И его прямо скрутило от зависти, когда он узнал, что Лбов запил и не явился в свое речное кабэ. Правда, через пару недель он все-таки взялся за ум и явился с повинной к Баранову. Тот, как положено, объявил выговор и дал направление в другую контору. Но Лбов опять запил и больше уже не пошел ни в контору, ни к Баранову, а отчалил к себе на Таз со своей как бы малахитовой гармошкой.
Богатыри не вы… Какими вы не будете…
Хуже всего было то, что за все это время – по календарю не такое уж долгое – ему ни разу не пришло в голову, что когда-нибудь оно все-таки кончится и начнется какая-то другая жизнь. Нет – эти дни и казались целой жизнью – до конца его дней.
– Ты посмотри, посмотри, какой у него мизинчик, – смеясь от счастья, почти плача, тормошила его Светка, и он торопливо кивал несколько раз подряд, стараясь хотя бы готовностью кивания компенсировать неподвижность отказавшихся повиноваться лицевых мышц. Хотя в мизинце и нашлось бы чему подивиться: сколь ни крошечным был он сам, природа все-таки не забыла посадить на него еще и ноготок, до того уж микроскопический, что, казалось, можно было и не стараться.
А Светка – тоже ведь и школьная медаль за плечами, и Чехов с Блоком, и Ойстрах с Гилельсом, да и на факультете, в общем, котировалась, хоть и не переламывалась, – а сейчас крутится по дому – обеды, кашки, купания, кормления – и совершенно довольна; кажется, ее смущает только его нынешняя оцепенелость, с которой Олег ей прислуживает – таскает воду, дрова, выносит помои, растапливает печку… Конечно, ребенок дело серьезное, но ведь историческим его может назвать разве что какая-нибудь психопатка… Или для женщин не обязательна связь с Историей?
И он невольно присматривался к своим соседкам по абортарию (как выяснилось, никто, кроме Фили, эту комнату так не называл). Инна – худенькая, в фирменных джинсиках, любезная, но строгая, – никто, кроме Фили, не рискнул бы даже мысленно определить ее как некрасивую: это был просто неизвестный тебе стандарт красоты. Инна работала серьезно, печаталась (врет Филя насчет дивана, врет скотина…), но Филя поглядывал на нее, как и на всех женщин в мире, со снисходительной усмешкой первого парня: куда ж, мол, от вас, бабья, денешься!
– Чего не защищаешься? – позволял он ей поговорить на его излюбленную тему. – Пять минут позора – и пожизненная пенсия.

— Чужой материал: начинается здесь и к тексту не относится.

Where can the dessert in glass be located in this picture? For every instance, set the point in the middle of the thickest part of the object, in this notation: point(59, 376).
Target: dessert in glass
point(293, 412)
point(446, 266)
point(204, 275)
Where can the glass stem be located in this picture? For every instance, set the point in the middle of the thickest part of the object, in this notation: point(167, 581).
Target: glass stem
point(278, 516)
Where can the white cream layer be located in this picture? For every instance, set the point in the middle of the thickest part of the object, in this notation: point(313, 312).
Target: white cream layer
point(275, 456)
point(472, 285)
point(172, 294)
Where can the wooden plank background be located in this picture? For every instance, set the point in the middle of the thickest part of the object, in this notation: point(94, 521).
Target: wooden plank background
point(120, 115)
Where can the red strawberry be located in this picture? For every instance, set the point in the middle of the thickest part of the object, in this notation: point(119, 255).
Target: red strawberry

– Позор бывает только пожизненный.
Инна не скрывала, что Филя вызывает у нее брезгливое чувство; его же забавляла столь простодушная форма заигрывания с ее стороны – ихнее бабье дело такое, не поломавшись, им неловко.
Обидно было, что она, казалось, не видела особой разницы между Олегом и Филей, – оба примазались к канцелярщине, чтоб быть поближе к начальству, хотя Филя, к радости Олега, не допускал его напрямую «выходить на Обломова» – представать перед ним убогим счетоводом.
– Впрочем, – прибавляла Инна, не стесняясь присутствия Олега, – если мы брезгуем этим заниматься, там и должна собраться подобная публика.
Зато Регина никак не могла смириться с тем, что понаехавшие бог знает откуда зубастые рвачи, отсунув овчинными локтями утонченную ленинградскую интеллигенцию, расхватывают должности, ученые степени… «И почему только не издадут такой закон, чтобы каждый, где родился, там бы и работал!»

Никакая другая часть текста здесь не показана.